This is a rather basic implementation for cons list pretty printer, but it already allows us to print lists with a traditional notation:

>> (cons 1 2)
(1 . 2)
>> (cons 1 (cons 2 3))
(1 2 . 3)
>> (cons 1 (cons 2 (cons 3)))
(1 2 3)

When we encounter multiline tables we force multi-line output for the whole list. And we can actually see, that the rules of the indentation that we’ve defined for tables still apply:

>> (cons 1 (cons 2 (cons {:some-long-key 1 :some-other-key 2
                          :another-long-key 3 :and-yet-another-one 4})))
(1
 2
 {:and-yet-another-one 4
  :another-long-key 3
  :some-long-key 1
  :some-other-key 2})

The associative table is correctly indented, because we manipulate the indent argument inside recur-print-list, and this even works correctly when our list itself is inside of another table:

>> {:list (cons 1 (cons 2 (cons 3 {:some-long-key 1 :some-other-key 2
                                   :another-long-key 3 :and-yet-another-one 4})))}
{:list (1
        2
        3
        . {:and-yet-another-one 4
           :another-long-key 3
           :some-long-key 1
           :some-other-key 2})}

More complex data structures may require additional logic put in the pretty-printer function, but this example illustrates the idea of control you can have.

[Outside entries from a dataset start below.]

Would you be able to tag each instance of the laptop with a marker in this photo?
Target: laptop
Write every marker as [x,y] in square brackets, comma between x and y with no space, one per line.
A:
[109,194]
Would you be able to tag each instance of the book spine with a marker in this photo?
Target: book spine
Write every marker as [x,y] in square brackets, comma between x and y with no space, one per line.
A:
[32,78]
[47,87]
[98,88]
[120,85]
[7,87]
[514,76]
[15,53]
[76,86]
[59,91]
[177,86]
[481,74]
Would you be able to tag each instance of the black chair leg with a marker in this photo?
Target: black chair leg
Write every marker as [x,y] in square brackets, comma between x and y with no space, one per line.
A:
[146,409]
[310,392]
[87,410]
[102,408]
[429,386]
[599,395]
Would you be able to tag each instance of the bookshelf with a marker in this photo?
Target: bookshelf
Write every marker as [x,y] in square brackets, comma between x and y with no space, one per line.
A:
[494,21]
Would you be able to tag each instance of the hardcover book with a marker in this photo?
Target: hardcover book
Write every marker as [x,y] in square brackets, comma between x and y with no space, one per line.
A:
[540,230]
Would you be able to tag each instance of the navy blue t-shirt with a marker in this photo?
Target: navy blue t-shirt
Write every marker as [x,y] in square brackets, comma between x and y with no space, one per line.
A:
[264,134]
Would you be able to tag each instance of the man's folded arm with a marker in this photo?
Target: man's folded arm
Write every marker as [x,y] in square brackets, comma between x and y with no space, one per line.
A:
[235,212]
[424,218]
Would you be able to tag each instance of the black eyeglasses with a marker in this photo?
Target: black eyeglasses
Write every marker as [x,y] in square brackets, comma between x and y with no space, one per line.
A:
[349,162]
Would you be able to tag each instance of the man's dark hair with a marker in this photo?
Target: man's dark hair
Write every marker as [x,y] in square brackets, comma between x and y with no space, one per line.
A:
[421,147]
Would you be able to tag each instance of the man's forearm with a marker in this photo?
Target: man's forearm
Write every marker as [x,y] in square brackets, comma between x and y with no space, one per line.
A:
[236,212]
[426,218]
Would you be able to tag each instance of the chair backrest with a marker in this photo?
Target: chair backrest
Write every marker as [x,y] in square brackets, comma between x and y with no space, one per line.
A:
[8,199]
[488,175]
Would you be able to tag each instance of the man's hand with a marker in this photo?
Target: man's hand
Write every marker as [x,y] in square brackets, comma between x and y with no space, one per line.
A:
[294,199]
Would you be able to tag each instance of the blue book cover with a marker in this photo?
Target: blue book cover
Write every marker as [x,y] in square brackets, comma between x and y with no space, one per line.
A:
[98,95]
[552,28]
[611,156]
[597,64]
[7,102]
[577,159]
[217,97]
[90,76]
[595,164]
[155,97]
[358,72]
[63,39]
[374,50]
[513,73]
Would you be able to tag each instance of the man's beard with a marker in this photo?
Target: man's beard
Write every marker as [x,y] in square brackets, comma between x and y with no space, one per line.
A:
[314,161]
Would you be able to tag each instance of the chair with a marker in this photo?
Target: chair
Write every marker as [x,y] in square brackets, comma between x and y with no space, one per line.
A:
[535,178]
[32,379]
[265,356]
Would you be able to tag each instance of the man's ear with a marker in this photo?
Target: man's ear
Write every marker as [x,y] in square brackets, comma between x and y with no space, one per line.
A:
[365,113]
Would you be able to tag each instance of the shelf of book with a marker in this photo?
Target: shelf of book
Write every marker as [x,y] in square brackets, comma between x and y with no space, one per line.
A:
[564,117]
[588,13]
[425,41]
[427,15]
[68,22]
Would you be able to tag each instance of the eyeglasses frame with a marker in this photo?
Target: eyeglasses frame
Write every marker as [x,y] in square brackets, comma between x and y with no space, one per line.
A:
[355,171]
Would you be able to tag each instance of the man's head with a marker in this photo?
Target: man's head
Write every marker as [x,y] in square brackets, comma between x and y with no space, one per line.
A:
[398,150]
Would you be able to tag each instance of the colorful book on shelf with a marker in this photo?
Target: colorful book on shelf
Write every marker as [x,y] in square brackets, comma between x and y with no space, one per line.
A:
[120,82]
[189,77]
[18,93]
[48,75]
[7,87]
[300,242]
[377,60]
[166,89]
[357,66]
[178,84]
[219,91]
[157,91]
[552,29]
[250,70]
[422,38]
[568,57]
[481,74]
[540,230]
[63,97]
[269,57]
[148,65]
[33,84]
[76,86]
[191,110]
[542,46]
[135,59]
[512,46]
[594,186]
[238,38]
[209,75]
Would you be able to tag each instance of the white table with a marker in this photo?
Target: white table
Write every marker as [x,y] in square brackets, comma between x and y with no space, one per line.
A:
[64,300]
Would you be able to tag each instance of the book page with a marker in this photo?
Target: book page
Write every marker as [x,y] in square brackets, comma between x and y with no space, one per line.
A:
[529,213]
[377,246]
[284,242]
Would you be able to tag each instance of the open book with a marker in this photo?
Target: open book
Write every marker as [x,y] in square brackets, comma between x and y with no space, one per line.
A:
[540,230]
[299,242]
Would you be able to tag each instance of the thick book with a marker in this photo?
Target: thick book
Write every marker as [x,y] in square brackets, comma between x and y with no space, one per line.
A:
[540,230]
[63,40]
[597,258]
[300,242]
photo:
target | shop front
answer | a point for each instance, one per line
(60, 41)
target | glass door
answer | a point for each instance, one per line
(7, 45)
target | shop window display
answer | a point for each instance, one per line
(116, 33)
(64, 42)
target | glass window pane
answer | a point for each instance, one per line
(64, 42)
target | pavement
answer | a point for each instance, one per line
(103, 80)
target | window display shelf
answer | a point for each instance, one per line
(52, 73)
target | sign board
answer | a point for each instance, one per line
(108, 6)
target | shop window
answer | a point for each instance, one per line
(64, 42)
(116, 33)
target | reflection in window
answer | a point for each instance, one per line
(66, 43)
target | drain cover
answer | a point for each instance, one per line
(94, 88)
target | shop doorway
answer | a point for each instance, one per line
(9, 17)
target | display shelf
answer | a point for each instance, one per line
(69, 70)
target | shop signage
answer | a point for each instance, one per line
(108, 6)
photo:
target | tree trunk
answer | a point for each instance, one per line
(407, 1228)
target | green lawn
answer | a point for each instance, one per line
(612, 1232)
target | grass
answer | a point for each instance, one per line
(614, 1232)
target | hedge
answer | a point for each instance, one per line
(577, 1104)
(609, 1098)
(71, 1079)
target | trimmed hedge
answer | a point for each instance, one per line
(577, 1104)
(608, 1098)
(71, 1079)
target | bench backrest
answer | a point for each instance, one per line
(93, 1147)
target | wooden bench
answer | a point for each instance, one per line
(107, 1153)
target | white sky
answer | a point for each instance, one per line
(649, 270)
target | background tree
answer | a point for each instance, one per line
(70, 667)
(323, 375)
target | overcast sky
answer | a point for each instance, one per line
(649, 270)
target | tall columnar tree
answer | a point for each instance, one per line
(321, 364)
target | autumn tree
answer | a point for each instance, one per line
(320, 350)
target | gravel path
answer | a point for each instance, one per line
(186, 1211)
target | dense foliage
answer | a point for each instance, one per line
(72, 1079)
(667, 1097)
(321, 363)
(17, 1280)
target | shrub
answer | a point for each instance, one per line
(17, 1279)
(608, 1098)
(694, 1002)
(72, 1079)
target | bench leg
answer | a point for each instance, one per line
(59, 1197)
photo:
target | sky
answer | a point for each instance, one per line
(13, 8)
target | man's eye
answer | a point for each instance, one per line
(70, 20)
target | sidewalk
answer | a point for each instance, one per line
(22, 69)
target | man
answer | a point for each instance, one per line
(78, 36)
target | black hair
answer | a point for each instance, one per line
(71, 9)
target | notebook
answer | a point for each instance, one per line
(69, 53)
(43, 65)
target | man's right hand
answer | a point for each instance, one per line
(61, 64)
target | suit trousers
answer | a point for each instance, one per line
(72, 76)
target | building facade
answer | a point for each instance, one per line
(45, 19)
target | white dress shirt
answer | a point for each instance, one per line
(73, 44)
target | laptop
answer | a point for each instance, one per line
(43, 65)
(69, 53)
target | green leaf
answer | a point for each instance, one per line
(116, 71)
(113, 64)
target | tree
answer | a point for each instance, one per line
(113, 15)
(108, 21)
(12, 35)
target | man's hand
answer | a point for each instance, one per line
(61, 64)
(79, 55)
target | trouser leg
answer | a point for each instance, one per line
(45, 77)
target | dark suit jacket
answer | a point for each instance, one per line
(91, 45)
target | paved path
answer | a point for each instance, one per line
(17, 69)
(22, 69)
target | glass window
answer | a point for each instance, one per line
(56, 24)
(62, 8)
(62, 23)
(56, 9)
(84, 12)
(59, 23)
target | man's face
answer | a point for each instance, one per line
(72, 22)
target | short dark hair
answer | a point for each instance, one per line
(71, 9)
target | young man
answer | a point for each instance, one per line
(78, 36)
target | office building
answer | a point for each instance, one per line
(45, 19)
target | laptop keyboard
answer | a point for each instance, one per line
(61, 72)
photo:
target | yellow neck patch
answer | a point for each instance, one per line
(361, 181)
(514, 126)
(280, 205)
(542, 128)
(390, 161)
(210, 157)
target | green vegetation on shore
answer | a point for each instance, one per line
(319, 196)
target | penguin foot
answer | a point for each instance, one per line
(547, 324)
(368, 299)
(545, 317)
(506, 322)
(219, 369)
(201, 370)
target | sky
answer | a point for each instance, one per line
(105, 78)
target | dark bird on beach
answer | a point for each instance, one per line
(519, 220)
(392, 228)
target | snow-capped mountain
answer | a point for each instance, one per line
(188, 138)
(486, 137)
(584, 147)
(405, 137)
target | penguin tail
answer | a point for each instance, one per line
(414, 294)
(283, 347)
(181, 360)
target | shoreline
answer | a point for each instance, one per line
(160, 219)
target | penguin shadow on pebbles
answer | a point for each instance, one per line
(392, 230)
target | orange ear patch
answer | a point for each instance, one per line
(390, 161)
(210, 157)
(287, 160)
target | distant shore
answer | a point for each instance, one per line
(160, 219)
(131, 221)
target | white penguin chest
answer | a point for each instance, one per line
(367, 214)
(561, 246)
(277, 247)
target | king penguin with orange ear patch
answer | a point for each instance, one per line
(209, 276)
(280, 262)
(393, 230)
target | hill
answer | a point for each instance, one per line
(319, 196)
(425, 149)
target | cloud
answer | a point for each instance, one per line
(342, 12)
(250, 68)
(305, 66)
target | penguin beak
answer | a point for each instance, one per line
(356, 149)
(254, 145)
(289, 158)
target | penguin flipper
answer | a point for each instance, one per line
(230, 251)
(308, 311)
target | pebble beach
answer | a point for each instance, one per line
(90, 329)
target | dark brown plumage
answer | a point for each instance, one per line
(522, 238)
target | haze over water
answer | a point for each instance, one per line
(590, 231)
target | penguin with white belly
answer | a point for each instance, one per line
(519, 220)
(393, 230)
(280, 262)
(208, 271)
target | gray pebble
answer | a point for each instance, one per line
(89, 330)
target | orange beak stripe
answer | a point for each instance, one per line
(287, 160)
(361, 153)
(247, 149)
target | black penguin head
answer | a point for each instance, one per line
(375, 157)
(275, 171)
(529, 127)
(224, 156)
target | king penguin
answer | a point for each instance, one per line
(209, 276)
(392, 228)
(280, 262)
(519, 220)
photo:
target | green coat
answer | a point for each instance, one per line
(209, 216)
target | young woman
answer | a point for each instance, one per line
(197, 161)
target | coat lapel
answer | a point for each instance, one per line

Comparison to other Lisp pretty-printers

This implementation may not be as general as the one available in, say, Clojure. For example, I’ve mentioned a rule, that if any nested element of a table is multiline, fennelview will output multi-line representation. This rule makes it a lot easier to reason about indentation. Consider:

user=> (clojure.pprint/pprint {:seq [1 2 3 {:some-long-key 1 :some-other-key 2
                                            :another-long-key 3}]})
{:seq
 [1 2 3 {:some-long-key 1, :some-other-key 2, :another-long-key 3}]}
user=> (clojure.pprint/pprint {:seq [1 2 3 {:some-long-key 1 :some-other-key 2
                                            :another-long-key 3}]})
{:seq
 [1
  2
  3
  {:some-long-key 1,
   :some-other-key 2,
   :another-long-key 3,
   :and-yet-another-one 4}]}

Clojure’s pprint is smart enough to see that it can just put the second table on the second line, and not trigger the multi-line output of a vector. My implementation of fennelview will print everything on a new line, because the length of single-line representation is big enough, and we can benefit from vertical alignment:

>> {:seq [1 2 3 {:some-long-key 1 :some-other-key 2 :another-long-key 3}]}
{:seq [1 2 3 {:another-long-key 3 :some-long-key 1 :some-other-key 2}]}
>> {:seq [1 2 3 {:some-long-key 1 :some-other-key 2
                 :another-long-key 3 :and-yet-another-one 4}]}
{:seq [1
       2
       3
       {:and-yet-another-one 4
        :another-long-key 3
        :some-long-key 1
        :some-other-key 2}]}

In practice, I find this easier to read, but this actually may make it a bit harder to implement code formatter on top of pretty-printer. Also, I think that separating keys and values in associative data structure with newlines is a bad decision to make. Clojure can use commas in printed representation, since they are completely ignored, which I think is a great way to indicate pairs, but does not justify newlines in this particular case at least for me.

The source code of the formatter is available here, and I’ve submitted a patch to the Fennel language, so hopefully, we’ll see this implementation by default. Thanks for reading!